If $ \ P > 40n \ \ , $ then $ \ |x - 40n| \ = \ x - 40n \ \ $ and we can evaluate the integration constant at $ \ t = 0 \ $ as $$ \ln \ (P \ - \ 40n) \ \ = \ \ \frac{0}{40} \ + \ \ln \ (P \ - \ 40n) \ \ \Rightarrow \ \ C \ = \ \ln \ (P \ - \ 40n) $$ and the population function becomes $$ x \ - \ 40n \ \ = \ \ (P \ - \ 40n)·e^{t/40} \ \ \Rightarrow \ \ x(t) \ = \ (P \ - \ 40n)·e^{t/40} \ + \ 40·n \ \ , $$ as you were finding.
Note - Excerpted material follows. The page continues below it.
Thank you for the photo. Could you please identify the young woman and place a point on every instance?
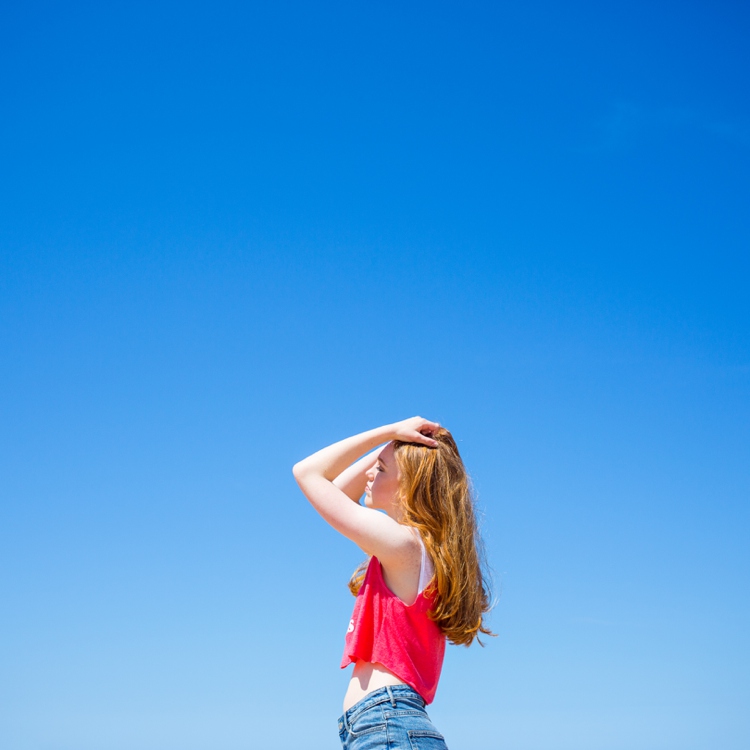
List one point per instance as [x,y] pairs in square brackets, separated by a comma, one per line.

Notice in the differential equation that $ \ \frac{dx}{dt} \ = \ \frac{x}{40} \ - \ n \ \ = \ \ 0 \ \ $ means that the population remains constant if $ \ \frac{x}{40} \ = \ n \ \Rightarrow \ x \ = \ 40n \ \ . $ So if the population starts at $ \ P \ = \ 40n \ \ , $ the emigration exactly balances the population growth, so the population never changes. This is an equilibrium value for the population, which divides the behavior of the population in time. What you worked out is the case where the initial population is above that equilibrium value.
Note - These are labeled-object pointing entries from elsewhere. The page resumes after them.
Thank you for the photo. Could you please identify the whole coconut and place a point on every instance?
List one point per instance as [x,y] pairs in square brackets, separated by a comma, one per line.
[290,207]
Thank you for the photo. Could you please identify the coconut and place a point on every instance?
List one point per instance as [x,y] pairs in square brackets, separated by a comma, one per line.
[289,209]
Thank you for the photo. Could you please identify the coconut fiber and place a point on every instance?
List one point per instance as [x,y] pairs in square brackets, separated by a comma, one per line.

However, the conditions you are given for your problem represent the case where the initial population is less than the equilibrium value $ \ ( \ P < 40n \ ) \ . $ That will have a rather different behavior. We must use the other case for the absolute-value term, $ \ |x - 40n| \ = \ -(x - 40n) \ \ : $ $$ \ln \ (40n - x) \ \ = \ \ \frac{t}{40} \ + \ C \ \ \Rightarrow \ \ \ln \ (40n \ - \ P) \ \ = \ \ \frac{0}{40} \ + \ \ln \ (40n \ - \ P) $$ $$ \Rightarrow \ \ C \ = \ \ln \ (40n \ - \ P) $$
and the population function becomes $$ 40n \ - \ x \ \ = \ \ (40n \ - \ P)·e^{t/40} \ \ \Rightarrow \ \ x(t) \ = \ 40n \ - \ (40n \ - \ P)·e^{t/40} \ \ . $$ For the specified conditions, you would then work with $$ x(t) \ = \ 40·800 \ - \ (40·800 \ - \ 30000)·e^{t/40} \ \ = \ \ 32000 \ - \ 2000·e^{t/40} \ \ . $$ What we have is a population which will eventually fall to zero because population growth is gradually overwhelmed by emigration. (The earlier case is one in which population grows without limit because emigration is never enough of a "drain" on the population.)

[Sorry about the earlier confusion.]

ADDENDUM -- In regard to one of the comments I had made (and deleted), this equation can also be solved by use of an "integrating factor". If we write it as $ \ \frac{dx}{dt} \ - \ \frac{1}{40}·x \ = \ -n \ \ , $ we will have the integrating factor $ \ e^{-t/40} \ \ $ and the population function found by that method is $$ x(t) \ \ = \ \ 40n \ + \ (P \ - \ 40n) · e^{t/40} \ \ . $$ The advantage of using this approach to solving the differential equation is that it avoids the pitfall of the absolute-value in the logarithmic term we had above. This version of the population function can be used for any of the initial conditions.